With prices rising at record speeds, residents are paying more taxes today. Last year alone, these companies and themselves contributed almost a billion and a half billion in surplus income to the budget. As long as corporations demand that taxes be used for a single purpose, economists say the money should be used to pay down public debt. “If we have a high public debt, it will be difficult for us to borrow when we need it”, explains an expert.
“VAT alone is naturally increasing due to rising commodity prices,” Algirdas Bartkus, associate professor at Vilnius University, told LNK News.
He explained that even though extra revenue for the budget sounds cheerful, people are paying more taxes due to inflation, but they can buy less to pay.
“Yes, prices have a ‘positive’ effect on this number,” he added.
Seimas member Rasa Budbergytė assured that it is difficult to find out who uses the additional costs collected last year.
“If you now search on the website of the Ministry of Finance how the budget is implemented and where the revenues are directed, then in fact this information is not very clear in Lithuanian,” she said.
Finance Minister Gintarė Skaistė said the additional revenue makes it easier to fund basic state needs, such as defence.
” have already been spent when spending on national defense was approved – 300 million. Eur, therefore, the surplus, as the opposition likes to call it, or, more precisely, the income surpluses, are all distributed and there is still a need to borrow a little,” the minister said.
The constitution provides that the government cannot use excess revenue at its discretion.
“If the government decides to spend more extra money, it has to go back to the Seimas according to the Constitution and approve a new budget. That’s what’s happening right now.
The government has decided that there is a need for additional spending, so it comes back to the Seimas, adjusting the spending,” commented Mykolas Majauskas, Chairman of the Budget and Finance Committee.

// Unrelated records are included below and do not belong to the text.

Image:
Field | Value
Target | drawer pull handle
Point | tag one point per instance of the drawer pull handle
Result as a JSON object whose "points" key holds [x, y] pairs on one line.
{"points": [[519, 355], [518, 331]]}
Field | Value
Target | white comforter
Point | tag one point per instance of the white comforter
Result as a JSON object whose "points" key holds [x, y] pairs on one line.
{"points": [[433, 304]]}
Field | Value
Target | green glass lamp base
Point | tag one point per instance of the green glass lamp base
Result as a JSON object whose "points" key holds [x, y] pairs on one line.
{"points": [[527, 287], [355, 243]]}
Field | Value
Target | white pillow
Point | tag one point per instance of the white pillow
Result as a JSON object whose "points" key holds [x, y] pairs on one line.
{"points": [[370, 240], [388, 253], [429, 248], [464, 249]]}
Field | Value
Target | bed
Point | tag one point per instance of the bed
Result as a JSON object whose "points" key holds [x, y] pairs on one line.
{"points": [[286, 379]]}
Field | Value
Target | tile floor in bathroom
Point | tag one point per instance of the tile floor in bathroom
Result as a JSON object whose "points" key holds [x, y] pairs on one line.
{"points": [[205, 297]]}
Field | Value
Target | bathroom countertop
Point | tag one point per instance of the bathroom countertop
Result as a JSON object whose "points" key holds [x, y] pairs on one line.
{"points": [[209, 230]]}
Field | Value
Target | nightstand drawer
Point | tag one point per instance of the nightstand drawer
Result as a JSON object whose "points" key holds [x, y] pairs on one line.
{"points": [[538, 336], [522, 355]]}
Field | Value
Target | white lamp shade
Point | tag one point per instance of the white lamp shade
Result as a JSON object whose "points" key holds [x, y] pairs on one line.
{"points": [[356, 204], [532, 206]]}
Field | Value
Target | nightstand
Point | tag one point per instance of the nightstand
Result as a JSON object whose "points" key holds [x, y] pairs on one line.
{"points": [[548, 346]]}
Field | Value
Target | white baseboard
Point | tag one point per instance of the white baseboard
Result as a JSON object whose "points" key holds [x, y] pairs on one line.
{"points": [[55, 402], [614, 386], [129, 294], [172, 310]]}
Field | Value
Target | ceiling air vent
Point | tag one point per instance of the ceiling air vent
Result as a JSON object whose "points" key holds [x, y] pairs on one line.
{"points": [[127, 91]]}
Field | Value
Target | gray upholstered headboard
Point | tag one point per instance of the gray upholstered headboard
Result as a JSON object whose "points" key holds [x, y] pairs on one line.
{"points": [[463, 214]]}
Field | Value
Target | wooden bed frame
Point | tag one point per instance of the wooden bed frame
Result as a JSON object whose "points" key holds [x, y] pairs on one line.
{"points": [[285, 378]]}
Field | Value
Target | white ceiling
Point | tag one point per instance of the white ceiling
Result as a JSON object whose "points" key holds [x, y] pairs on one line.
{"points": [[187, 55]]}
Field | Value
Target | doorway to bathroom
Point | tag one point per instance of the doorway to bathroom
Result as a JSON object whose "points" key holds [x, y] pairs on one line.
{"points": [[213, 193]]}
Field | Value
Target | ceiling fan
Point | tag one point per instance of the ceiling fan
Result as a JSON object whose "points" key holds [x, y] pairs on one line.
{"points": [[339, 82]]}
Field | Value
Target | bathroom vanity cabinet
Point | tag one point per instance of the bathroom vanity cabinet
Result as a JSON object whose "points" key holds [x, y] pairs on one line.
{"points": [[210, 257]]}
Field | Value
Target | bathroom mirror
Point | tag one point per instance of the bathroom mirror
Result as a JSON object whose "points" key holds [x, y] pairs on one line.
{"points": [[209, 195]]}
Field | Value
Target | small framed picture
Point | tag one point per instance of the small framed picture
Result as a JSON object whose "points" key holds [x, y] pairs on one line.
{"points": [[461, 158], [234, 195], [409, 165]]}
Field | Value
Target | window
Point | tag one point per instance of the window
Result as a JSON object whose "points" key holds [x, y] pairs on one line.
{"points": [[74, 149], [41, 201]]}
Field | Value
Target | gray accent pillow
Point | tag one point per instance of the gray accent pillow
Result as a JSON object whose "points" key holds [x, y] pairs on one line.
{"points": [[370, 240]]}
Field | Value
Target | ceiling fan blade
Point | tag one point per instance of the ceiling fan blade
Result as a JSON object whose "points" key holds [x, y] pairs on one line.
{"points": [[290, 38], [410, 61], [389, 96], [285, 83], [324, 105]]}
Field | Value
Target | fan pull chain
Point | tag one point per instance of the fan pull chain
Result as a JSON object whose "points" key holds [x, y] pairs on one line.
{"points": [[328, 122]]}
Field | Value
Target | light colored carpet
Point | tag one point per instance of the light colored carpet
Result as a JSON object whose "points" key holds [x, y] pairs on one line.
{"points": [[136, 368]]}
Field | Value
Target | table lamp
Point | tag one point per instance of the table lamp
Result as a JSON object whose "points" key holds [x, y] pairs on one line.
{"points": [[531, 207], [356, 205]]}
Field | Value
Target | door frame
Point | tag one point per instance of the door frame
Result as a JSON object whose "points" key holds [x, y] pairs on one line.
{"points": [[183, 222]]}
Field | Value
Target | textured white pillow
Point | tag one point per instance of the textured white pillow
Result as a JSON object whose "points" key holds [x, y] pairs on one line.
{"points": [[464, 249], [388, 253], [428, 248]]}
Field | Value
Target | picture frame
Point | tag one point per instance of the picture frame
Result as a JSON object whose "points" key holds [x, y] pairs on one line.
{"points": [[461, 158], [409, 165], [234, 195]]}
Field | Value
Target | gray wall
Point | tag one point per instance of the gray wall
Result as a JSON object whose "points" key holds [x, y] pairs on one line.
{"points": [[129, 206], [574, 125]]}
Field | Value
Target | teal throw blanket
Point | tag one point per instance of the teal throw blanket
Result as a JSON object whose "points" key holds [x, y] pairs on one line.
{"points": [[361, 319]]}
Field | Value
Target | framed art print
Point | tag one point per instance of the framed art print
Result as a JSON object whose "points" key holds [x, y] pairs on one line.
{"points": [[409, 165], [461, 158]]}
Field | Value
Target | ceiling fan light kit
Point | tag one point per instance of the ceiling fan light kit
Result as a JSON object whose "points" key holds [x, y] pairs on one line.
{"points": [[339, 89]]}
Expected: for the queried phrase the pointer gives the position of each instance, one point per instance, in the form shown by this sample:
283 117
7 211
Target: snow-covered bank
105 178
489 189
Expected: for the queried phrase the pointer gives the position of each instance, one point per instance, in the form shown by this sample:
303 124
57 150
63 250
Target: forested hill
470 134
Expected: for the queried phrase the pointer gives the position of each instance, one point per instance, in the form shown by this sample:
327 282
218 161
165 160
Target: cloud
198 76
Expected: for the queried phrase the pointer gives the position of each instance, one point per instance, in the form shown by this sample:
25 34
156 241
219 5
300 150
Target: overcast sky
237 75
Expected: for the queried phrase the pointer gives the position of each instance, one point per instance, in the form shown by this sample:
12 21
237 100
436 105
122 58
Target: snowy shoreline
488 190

However, questions arise as to whether this is still being observed, as in March even some of the leaders questioned why the Seimas had abolished the VAT exemption for heating, as it was then said that the losses budget would be offset by excess revenue, although the budget was not changed.
“If you are not an experienced financial specialist, it is difficult to understand this mathematics. But that is not really clear…”, said R. Budbergytė.
The leaders plan to raise around 800 million. Surplus income in euros.
“Now we see that the revenue from the state budget will be 800 million. The euro is higher,” Majauskas calculated.
Although the exact numbers are still unclear, those managing the money plan to use it to mitigate the effects of inflation.
“He is considering an increase in pensions, from the NDP, as well as an increase in social benefits and some social benefits for the admission of Ukrainians,” Majauskas said.
Surplus revenues allow Lithuania to borrow less.
“In general, Lithuania’s debt looks quite constructive in the general EU context and is not excessive,” said G. Skaistė.
Companies are wondering if it is really better to reduce the public debt with such additional revenue when the government itself does not see the debt as a big problem.
“In practice, at least four countries are coming out of our economic life so far: Russia, Belarus, China and Ukraine, so we think we need to think about how to seek new markets for export now, because our economy is based on exports,” he said. The head of the Lithuanian Confederation of Employers, Danas Arlauskas.
The company proposes to remove taxes on profits that companies would invest in development in Lithuania. It is said that initially the budget may lose taxes from the company, but it is proposed to use excess revenue for this purpose.
“Estonians, Latvians and Poles have long understood that this has to be done, and we have a hole in the budget. If there is a budget surplus, it is possible to fill this hole and give entrepreneurs the opportunity to reinvest,” said D. Arlauskas.
However, the economist proposes to use every unplanned euro to reduce public debt.
“Because if we have a large public debt, it will be difficult for us to borrow when we need it, and she will certainly need it,” assured A. Bartkus.